Of total production, the state-owned SPC averaged 195,475 bpd while output from joint ventures between international companies and SPC produced 173,813 bpd, the ministry report stated.

Similarly, Syria's budget deficit, estimated at $5.3bn for 2009, or around 9.24% of GDP, could increase, while GDP could fall should oil prices fail to rise from their current levels. The budget's revenue figures were based on an estimated price of $51 per barrel for light crude and $42 per barel for local heavy crude. With light crude trading at around $47 a barrel in early March, and the price of heavy crude drifting between $40 and $45, there is no guarantee that income projections will be met.

Nor does Syria have the option of boosting output to increase income. At best, wellhead production is expected to remain at 2008 levels, though that is likely to prove somewhat challenging due to reserves drying up, with some wells stopping production altogether and operating fields having less oil to pump.

Rising domestic demand coupled with the fall in production has put Syria in the position of being a net importer of certain grades of oil, especially light crude. A recent study conducted by Syrian economist Ziad Arbash showed domestic oil consumption had risen to 349,000 bpd by the end of 2007, more than double the 153,000 bpd of the early 1990s.

With demand predicted to grow by 5% annually until 2010 and 4% for each of the five subsequent years, according to a report by the Syrian news agency SANA in late February, the country will be increasingly reliant on imports to make up the production shortfall.

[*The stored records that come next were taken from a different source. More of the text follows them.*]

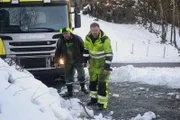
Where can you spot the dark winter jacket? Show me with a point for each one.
(78, 47)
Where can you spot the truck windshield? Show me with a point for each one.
(33, 19)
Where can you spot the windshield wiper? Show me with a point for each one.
(43, 28)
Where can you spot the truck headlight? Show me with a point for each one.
(61, 61)
(2, 48)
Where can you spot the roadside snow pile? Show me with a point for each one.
(147, 116)
(25, 98)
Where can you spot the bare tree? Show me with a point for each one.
(163, 25)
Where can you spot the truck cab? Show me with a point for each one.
(29, 31)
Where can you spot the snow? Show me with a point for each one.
(25, 98)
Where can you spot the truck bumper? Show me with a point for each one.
(48, 72)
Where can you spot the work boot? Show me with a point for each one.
(69, 92)
(101, 106)
(93, 101)
(83, 88)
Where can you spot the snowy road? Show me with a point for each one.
(131, 99)
(148, 64)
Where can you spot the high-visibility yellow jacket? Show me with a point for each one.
(99, 49)
(2, 49)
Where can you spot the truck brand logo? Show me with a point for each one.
(48, 42)
(32, 37)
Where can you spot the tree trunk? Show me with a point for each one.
(174, 22)
(163, 34)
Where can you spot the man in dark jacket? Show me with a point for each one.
(70, 47)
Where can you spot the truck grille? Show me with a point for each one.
(32, 49)
(33, 62)
(32, 43)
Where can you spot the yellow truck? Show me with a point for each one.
(29, 30)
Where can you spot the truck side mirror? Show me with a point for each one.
(77, 10)
(77, 20)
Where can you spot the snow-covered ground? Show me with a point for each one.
(22, 97)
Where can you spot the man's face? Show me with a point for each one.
(67, 35)
(95, 31)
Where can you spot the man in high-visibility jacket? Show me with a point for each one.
(98, 51)
(2, 49)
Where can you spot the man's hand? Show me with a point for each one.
(105, 72)
(56, 65)
(84, 64)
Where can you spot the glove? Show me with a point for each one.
(56, 65)
(84, 64)
(105, 72)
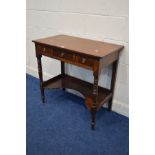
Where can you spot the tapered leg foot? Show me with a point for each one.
(110, 105)
(42, 95)
(93, 116)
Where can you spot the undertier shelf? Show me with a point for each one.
(85, 88)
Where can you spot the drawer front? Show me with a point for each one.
(44, 50)
(64, 55)
(85, 61)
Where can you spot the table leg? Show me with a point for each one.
(95, 94)
(40, 77)
(63, 71)
(113, 80)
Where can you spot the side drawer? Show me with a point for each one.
(85, 61)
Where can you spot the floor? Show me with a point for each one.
(62, 125)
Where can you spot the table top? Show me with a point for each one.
(80, 45)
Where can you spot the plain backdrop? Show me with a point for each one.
(13, 69)
(94, 19)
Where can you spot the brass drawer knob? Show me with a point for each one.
(62, 54)
(83, 60)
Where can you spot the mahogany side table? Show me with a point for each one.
(89, 54)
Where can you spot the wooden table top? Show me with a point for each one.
(80, 45)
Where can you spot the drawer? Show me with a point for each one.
(44, 50)
(62, 54)
(85, 61)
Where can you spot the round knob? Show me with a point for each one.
(83, 60)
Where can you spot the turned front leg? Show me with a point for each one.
(40, 77)
(95, 95)
(113, 80)
(63, 71)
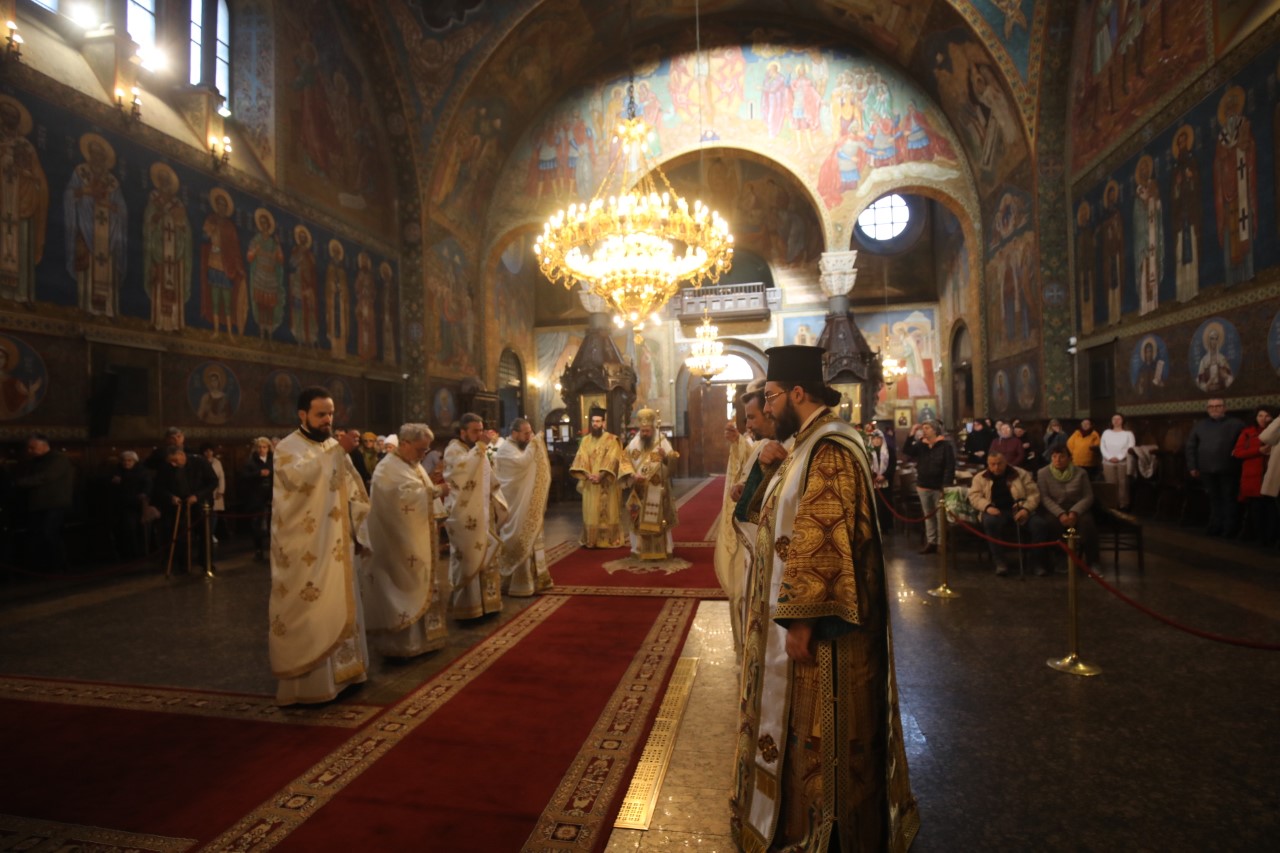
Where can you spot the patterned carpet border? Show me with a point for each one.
(579, 815)
(27, 834)
(643, 592)
(270, 822)
(187, 702)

Syria is also trying to make the most of existing reserves by promoting improved energy usage at home, with the parliament passing legislation in mid-February that revised the drafting of new building codes, mandating higher levels of energy efficiency and the rationalisation of consumption.

Careful husbanding of oil reserves may extend the life of the sector somewhat, but comprehensive structural reforms like these will not only help boost production but improve the attractiveness of the country's upstream sector. While Syria does face some significant challenges maintaining current rates of domestic upstream production, it is evident that the government does have a clear vision of how to ensure the sector's sustainability.